A good starting point is to define those problems in a way that everyone can understand. Each year, the UN University's Millennium Project names "15 Global Challenges." Working from this list, the Foresight Nanotech Institute has chosen six "Nanotechnology Challenges."
That's an admirable approach, especially since today's existing nanoscale technologies can be applied immediately to begin making beneficial changes.
Unfortunately some problems seem almost too big to handle...
Soaring carbon dioxide levels have begun to make the oceans more acidic, Britain's most senior scientists warn. Exhausts from fossil fuels have already increased the acidity to a level that cannot be reversed in a human lifetime. Only swift and drastic cuts in emissions could begin to stabilise the oceans by 2100.
That's from a story in the Guardian about oceanic acidification...

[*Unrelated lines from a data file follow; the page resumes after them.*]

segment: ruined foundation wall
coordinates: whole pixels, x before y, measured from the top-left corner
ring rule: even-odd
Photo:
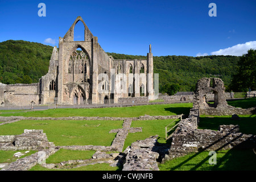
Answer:
[[[164,160],[204,150],[255,147],[256,136],[238,133],[238,126],[220,126],[218,131],[198,129],[198,110],[191,109],[189,117],[180,122],[172,136],[171,147]]]
[[[118,98],[118,103],[119,104],[146,102],[148,102],[147,97]]]

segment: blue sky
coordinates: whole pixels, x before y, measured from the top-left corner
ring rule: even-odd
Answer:
[[[45,17],[38,15],[41,2]],[[210,3],[217,16],[209,16]],[[78,16],[106,52],[146,55],[150,44],[154,56],[238,55],[256,49],[255,0],[0,0],[0,42],[58,47]],[[81,22],[75,31],[79,40]]]

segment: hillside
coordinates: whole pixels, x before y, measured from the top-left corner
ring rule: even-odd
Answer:
[[[48,72],[52,49],[51,46],[23,40],[0,43],[0,82],[38,82]]]
[[[38,82],[48,69],[53,47],[23,40],[7,40],[0,43],[0,82],[10,84]],[[108,53],[114,59],[146,59]],[[218,77],[226,86],[235,73],[240,57],[231,56],[154,56],[154,73],[159,74],[160,91],[166,84],[178,84],[180,91],[193,91],[198,79]]]

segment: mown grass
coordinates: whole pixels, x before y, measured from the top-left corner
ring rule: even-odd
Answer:
[[[239,132],[256,134],[256,115],[239,115],[241,120],[231,119],[232,115],[200,115],[199,129],[218,130],[220,125],[238,125]]]
[[[188,114],[192,103],[148,105],[123,107],[105,107],[94,109],[55,109],[45,110],[2,114],[1,116],[24,116],[36,117],[137,117],[145,114],[150,115],[168,115]]]
[[[37,164],[30,169],[30,171],[117,171],[118,167],[111,167],[109,164],[96,164],[88,165],[87,166],[80,167],[71,169],[48,169],[39,164]]]
[[[123,121],[24,120],[1,126],[0,135],[19,135],[24,129],[43,130],[56,146],[100,145],[110,146]]]
[[[30,152],[20,158],[14,157],[13,155],[15,153],[20,152],[24,153],[27,150],[17,150],[17,151],[2,151],[0,150],[0,163],[10,163],[16,161],[18,159],[22,159],[26,156],[35,154],[37,151],[30,150]]]
[[[164,120],[146,120],[146,121],[133,121],[131,127],[142,127],[142,132],[129,133],[128,136],[125,140],[123,150],[127,146],[131,145],[133,142],[137,140],[144,140],[150,136],[158,135],[158,142],[162,143],[166,143],[165,139],[165,129],[164,127],[174,121],[175,119],[164,119]],[[171,129],[176,123],[179,122],[180,119],[177,119],[170,125],[167,130]],[[168,135],[171,134],[174,129],[168,133]],[[169,141],[168,141],[169,142]]]
[[[209,151],[191,153],[159,165],[160,171],[255,171],[256,155],[252,150],[216,152],[216,164],[209,164]]]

Oceans soak up much of the carbon dioxide produced by living organisms, either as dissolved gas, or in the skeletons of tiny marine creatures that fall to the bottom to become chalk or limestone. But in water, carbon dioxide becomes a weak carbonic acid, and the increase in the greenhouse gas since the industrial revolution has already altered the average pH -- the laboratory measure of acidity -- significantly and will go on doing so for at least 100 years.
Global-scale problems like this can be intimidating, leading one to wonder if there is any cause for optimism about the future, especially when the problems of today seem to be getting rapidly worse and not better. Can technology help us?

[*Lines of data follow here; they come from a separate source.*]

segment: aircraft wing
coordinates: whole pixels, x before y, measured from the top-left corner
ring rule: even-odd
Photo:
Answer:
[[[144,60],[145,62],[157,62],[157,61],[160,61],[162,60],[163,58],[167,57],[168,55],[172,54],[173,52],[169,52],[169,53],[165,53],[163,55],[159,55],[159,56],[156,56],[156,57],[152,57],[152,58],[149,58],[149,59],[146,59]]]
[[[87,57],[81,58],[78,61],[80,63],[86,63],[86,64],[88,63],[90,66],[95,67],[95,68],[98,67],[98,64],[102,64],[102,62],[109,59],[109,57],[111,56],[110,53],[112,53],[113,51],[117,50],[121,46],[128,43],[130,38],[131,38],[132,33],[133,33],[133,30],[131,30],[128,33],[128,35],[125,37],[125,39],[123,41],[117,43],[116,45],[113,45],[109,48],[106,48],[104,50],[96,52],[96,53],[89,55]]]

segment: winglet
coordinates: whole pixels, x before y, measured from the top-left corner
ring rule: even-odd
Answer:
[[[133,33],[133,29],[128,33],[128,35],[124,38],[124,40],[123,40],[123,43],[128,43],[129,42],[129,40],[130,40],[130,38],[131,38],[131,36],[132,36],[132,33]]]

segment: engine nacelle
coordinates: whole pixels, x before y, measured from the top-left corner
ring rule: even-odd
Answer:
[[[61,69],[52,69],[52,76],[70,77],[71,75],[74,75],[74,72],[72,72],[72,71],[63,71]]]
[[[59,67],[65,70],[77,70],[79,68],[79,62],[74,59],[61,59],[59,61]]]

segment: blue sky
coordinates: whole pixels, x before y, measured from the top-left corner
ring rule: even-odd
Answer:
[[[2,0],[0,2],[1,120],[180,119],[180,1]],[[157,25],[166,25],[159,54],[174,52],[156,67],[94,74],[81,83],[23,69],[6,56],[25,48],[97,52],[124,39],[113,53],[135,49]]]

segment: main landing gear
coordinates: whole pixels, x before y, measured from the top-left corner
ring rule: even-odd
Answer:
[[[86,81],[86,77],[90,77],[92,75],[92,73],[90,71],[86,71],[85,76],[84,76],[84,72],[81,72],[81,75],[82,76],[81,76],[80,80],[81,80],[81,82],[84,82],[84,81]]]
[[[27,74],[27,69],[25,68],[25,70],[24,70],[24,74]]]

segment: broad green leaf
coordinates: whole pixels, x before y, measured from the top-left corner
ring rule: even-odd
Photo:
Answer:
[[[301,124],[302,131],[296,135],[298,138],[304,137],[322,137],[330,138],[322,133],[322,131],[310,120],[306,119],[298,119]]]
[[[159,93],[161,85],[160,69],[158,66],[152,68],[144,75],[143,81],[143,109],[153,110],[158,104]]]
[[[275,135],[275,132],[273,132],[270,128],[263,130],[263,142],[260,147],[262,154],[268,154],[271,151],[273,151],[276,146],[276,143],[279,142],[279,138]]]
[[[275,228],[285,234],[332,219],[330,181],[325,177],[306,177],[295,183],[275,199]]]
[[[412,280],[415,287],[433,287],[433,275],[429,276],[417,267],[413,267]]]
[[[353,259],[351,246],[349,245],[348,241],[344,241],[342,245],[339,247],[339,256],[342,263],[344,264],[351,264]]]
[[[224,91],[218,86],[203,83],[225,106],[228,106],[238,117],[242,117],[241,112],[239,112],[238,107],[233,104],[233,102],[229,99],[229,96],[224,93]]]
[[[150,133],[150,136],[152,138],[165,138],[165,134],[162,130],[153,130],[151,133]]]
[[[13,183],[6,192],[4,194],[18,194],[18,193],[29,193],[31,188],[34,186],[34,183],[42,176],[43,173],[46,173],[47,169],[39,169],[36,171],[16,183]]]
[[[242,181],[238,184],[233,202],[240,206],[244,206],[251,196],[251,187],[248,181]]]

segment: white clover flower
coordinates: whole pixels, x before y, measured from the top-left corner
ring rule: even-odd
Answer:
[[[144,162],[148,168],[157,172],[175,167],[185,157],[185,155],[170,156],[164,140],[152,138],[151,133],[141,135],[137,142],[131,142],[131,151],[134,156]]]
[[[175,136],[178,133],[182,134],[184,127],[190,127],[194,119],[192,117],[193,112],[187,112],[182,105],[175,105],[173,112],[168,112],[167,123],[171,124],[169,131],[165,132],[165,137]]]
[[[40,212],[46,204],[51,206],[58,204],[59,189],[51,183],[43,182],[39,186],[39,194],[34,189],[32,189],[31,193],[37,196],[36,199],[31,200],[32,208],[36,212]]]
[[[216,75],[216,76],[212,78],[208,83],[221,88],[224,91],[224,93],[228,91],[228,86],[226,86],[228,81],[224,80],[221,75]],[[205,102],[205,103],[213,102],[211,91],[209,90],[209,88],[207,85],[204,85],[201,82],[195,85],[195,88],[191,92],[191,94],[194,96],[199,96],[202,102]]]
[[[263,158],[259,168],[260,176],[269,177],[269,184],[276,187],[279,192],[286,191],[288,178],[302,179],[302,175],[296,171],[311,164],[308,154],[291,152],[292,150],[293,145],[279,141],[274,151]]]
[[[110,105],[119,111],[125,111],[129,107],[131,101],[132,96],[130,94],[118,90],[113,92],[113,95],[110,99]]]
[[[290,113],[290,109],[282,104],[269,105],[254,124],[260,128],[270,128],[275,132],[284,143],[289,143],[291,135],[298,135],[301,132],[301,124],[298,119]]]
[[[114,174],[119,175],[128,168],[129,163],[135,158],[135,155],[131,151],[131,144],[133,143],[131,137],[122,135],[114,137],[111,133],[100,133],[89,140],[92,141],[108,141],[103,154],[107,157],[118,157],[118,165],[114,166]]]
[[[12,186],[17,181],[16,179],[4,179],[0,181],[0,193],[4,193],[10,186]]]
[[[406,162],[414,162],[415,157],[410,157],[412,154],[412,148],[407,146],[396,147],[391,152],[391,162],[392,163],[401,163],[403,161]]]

The scientists warn that there is no hope of a technological fix. To neutralise the rising acidity, engineers would have to quarry a lump of chalk or limestone 100 metres deep and 40 miles square in area, every year, and sprinkle it across the oceans: in effect they would have to return the white cliffs of Dover to the seas.
A solution on that scale sounds impossible, even absurd -- until you consider the power for change that molecular manufacturing will bring. This advanced form of nanotechnology can go considerably further in tackling the largest problems faced by the human race.
Of course, such enormous power for change does not come without risks. Whether the development of nanotech turns out to be a triumph or a tragedy will depend on how we choose to manage it: wisely, poorly, or not at all.
Mike Treder
If you combine the postings on Ocean Acidification, Global Warming, and Peak Oil you realize that we only have two possible sources of energy for the future; Solar and Nuclear. Using oil, coal, methane hydrates, or tar sands would make carbon dioxide problem worse. Ideally this should simplify the policy options. We need a global agreement to phase out the use of fossil fuels. I think the most efficient way to do that is gradually but continuously increase the cost of the non-carbon neutral sources of energy. A 1% per month increase in the cost of fossil fuels should give the marketplace enough certainty and incentive to make the investments necessary to replace fossil fuels, in a fairly rapid time frame of ~20 years.
*note* I consider wind, hydro-electric, wood, bio-gas and bio diesel to be forms of solar energy not just photovoltaic and solar thermal.